El mundo al revés

A partir de un reportaje en TV, hecho de fragmentos y claramente dirigido a provocar daño y desprestigio, se desató un verdadero linchamiento público del Partido Socialista.

La causa radica en la rigurosa aplicación que sucesivas directivas del PS hicieron de la resolución que se tomó, en 1998, en el Congreso de Concepción, tendiente a cuidar y resguardar la voluminosa cantidad de recursos que iban a ingresar a la organización, al aprobarse la ley de devolución de los bienes que le fueran confiscados por la dictadura.

En dicho acuerdo se señaló: “Estos fondos se destinarán a la reposición de sedes partidarias en aquellos lugares donde fueron confiscadas, a la generación de medios de comunicación social y a operaciones de inversión”.

Para ello se entregó a la conducción socialista un mandato que no admitía duda alguna: impedir que ese patrimonio se gastara en el día a día, que la contingencia llevara a que ese dinero se usara sin los resguardos debidos, de modo especial, ante la fuerte presión vivida en las campañas electorales, entonces sin financiamiento público. Este último se aplicó desde el 2005, en adelante.

Por eso, al ingresar los depósitos desde la Tesorería General de la República, se formó la Comisión de Patrimonio, el 17 de marzo del 2003, separada de la Mesa y de la Comisión Política, que tuvo la responsabilidad de la Administración de esos fondos. Con parte de los intereses generados se financió el funcionamiento del Partido, todos los gastos fueron debidamente rendidos al Tricel y al SERVEL respectivamente, de acuerdo a la ley.

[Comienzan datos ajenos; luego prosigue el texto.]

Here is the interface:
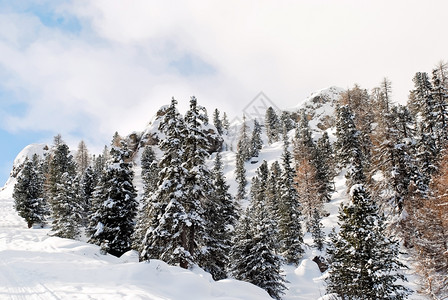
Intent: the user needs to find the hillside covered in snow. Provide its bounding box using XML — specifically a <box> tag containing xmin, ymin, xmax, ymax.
<box><xmin>4</xmin><ymin>80</ymin><xmax>448</xmax><ymax>300</ymax></box>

El 2008, impulsé en el Congreso de Panimávida, para reforzar el control partidario la formación por sorteo de una Comisión Revisora de 23 delegados, de modo que no hubiese “cuoteo tendencial”, la misma trabajó desde marzo hasta el 17 de mayo de ese año, y luego de revisar papel tras papel, aprobó la rendición de la Comisión Patrimonio.

Hace años que está información es de conocimiento público, fue informada y “reporteada” varias veces, en ocasiones no se regatearon los elogios hacia este procedimiento, tal fue el caso de la revista Que Pasa, el 3 de noviembre del 2011 y de TVN el 1 de diciembre del 2015, desde los balances en poder del SERVEL; en ambos casos se destacó que al actuar así se evitó que al PS le pasara lo que ocurrió a otras formaciones políticas que también recibieron devoluciones y que pronto no tenían nada de lo que recibieron, y también que sus personeros cayeran en irregularidades.

Hubo errores que duda cabe, inversiones que no se debieron hacer por sus eventuales implicancias no obstante la compartimentación de la instancia, la Comisión Patrimonio; pero no se conoce ningún acto indebido, que hubiera desvío ilícito de recursos u otras acciones que significasen violar el estricto cuidado de ese patrimonio. Lo que afecte la transparencia se tendrá que corregir.

Sin embargo, el mundo está al revés y muchos sin meditarlo siquiera se suman a una descalificación devastadora, simplemente porque así sintonizan con las “redes”, es decir, con una oleada de ofensas que sólo hace eco de una puesta en escena totalmente intencionada y cuya motivación verdadera se desconoce.

Así las cosas, los que se ríen son “los hombres del maletín”, los que operan impunemente, aquellos que circulan con alforjas llenas de billetes de origen anónimo, que si corrompen y ensucian la democracia. Huelga decir quienes son los que usan sus redes de poder para asegurar que esos billetes lleguen a sus destinos.

No cabe duda que ciertas opiniones es poco lo que resisten y se doblegan ante la presión mediática, no siendo capaces de defender una tarea que se hizo por qué así lo determinó la voluntad colectiva del PS, ya que los Congresos del 2001, 2005, 2008 y 2011 ratificaron la resolución del Congreso de Concepción, con un resultado que era motivo de orgullo partidario y que hoy se ve atacado por fines inconfesables.